Saturday, April 2, 2011

Trial By Fire

After an easy but restless flight, I arrived safe and sound in Copenhagen, and amazingly my luggage did the same. My boss had a flat tire on the way to the airport, which caused a minor delay, but soon enough I finally met the man who hired me from across the ocean.

Claus Søgaard talks fast, works hard and shoots straight. He's very friendly but doesn't abide by any bullshit, and is constantly taking care of business - whether it be by phone or in person. After picking me up, he had deliveries to take care of within Copenhagen, so within 30 minutes of my arrival in Denmark I was already hoisting kegs and cases around! We began at Amager Bryghus, making our way through bottle shops like Barley Wine (which has excellent selection of Danish, German, Belgian and even US beers) and restaurants like Plan B: A cafe with unusual sandwiches, a good selection of both draft and bottle beer, and hilariously odd paintings on the wall. Definitely going to make a stop there the next time I'm in Copenhagen. We then drove four hours back to Ålborg in Claus's beat-up but reliable old Volkswagon truck, and he pointed out various landmarks while we chatted about Denmark and the US, beer and everything else in life.

We arrived at Søgaards Bryghus around nine in the evening, and Claus introduced me to the staff and gave me a brief tour of the brewery. Then he ordered me some food - the "beer pot" - and poured me a glass of my first beer in Denmark, the brewery's own Jomfruhumle Pilsner.

It's a solid pilsner, with a grainy malt flavor and some floral hop bitterness, and it evened out the gigantic richness of the "beer pot" - a stew full of beef, mushrooms and sausage - nicely.

I began training at the brewery bright and early the next morning, with a bit of a surprise thrown in as well: Claus needed to deliver a prize car to a contest winner within the city, and asked me to follow him in his truck. Which is manual gear. I mentioned to him that I'd never driven stick before, and he laughed heartily and said, "It's easy! One, two, three, four!" mimicking the gearshift motion. So, for a harrowing kilometer, I taught myself to drive stick, and his truck tolerated my amateurish shifting well enough. I mean, I managed to stall the thing, but only once, and thankfully not in the middle of an intersection.

We then went to the brewery, where I met the two current brewers: Kasper, the head brewer, and Niels, his part-time assistant. I got put right into the thick of things, and over the last week I've helped brew beer, clean and fill tanks, and clean kegs. I've also been assigned a number of other minor tasks, including transcribing the current Excel-based brewsheet into neater, easier-to-manage files in Beersmith.
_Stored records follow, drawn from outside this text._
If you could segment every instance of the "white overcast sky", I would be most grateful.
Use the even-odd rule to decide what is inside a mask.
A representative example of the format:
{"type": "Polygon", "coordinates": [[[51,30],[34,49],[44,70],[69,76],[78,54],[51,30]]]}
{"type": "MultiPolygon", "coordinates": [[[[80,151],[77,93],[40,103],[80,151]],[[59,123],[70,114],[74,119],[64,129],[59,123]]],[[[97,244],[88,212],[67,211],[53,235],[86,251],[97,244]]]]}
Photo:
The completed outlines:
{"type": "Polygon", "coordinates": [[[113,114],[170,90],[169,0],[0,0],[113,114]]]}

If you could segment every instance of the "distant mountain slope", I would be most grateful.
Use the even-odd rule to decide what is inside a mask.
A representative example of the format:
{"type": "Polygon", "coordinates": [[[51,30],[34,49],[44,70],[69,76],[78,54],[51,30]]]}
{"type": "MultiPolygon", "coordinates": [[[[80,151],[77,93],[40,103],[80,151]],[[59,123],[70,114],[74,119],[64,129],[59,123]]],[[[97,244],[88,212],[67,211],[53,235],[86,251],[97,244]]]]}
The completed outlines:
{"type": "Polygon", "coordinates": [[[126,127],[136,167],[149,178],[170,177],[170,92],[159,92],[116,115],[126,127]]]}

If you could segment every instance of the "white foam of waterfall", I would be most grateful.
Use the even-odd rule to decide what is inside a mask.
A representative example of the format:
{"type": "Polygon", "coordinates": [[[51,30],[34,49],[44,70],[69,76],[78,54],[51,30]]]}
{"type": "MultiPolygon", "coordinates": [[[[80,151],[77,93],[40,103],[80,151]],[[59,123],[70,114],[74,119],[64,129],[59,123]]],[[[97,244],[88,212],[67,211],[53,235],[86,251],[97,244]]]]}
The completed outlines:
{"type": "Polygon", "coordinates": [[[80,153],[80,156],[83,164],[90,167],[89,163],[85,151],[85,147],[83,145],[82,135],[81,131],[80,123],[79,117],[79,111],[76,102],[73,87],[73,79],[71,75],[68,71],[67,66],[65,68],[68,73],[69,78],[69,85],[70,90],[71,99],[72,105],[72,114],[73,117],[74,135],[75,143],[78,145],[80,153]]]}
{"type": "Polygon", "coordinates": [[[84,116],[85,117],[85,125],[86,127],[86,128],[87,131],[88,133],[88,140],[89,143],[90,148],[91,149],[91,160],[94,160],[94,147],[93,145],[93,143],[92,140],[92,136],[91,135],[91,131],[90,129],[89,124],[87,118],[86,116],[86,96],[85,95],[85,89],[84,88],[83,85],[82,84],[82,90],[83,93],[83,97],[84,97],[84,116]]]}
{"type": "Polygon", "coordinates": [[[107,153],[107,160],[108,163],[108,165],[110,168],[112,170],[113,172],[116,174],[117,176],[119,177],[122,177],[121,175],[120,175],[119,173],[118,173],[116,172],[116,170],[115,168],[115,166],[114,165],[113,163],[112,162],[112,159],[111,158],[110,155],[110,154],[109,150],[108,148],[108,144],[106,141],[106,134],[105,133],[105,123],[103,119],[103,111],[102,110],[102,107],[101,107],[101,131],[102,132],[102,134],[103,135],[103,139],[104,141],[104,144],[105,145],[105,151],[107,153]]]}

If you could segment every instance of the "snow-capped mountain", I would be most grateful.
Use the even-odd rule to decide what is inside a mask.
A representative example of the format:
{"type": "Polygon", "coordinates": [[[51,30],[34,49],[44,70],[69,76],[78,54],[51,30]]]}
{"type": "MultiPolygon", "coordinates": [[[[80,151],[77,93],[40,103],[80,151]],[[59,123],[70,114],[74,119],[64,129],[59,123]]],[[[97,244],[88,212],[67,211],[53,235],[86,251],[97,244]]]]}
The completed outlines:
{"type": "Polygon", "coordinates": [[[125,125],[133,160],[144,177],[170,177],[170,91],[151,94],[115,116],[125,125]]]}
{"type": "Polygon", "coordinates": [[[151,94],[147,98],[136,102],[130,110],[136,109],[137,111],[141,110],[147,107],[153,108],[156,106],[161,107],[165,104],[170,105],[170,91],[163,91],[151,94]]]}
I'm currently staying with Claus at his family's farm outside of town, which allows him to draft me into helping out in the small warehouse he has on premises. Basically, I haven't slowed down since I started moving out of my apartment a week ago, and between the long, hard work and jet lag, I don't think I've ever been more tired in my life. But it's been well worth it, and an amazing experience so far. I'll have to get used to it, though, because the ride is just beginning.

More to come later, including finding my new watering hole and learning Danish.

1 comment:

  1. Hi Brian,

    Just stumbled on your blog and wanted to welcome you to Denmark again.

    We had a brief talk at Ølkonsortiet last Friday together with Thure and Ilan.

    I am sure Thure already took you, if not The Wharf is a favourite in Aalborg, especially if you like cask ales from UK.

    I am looking forward to drinking some of your creations, we'll probably meet again in the not so distant future.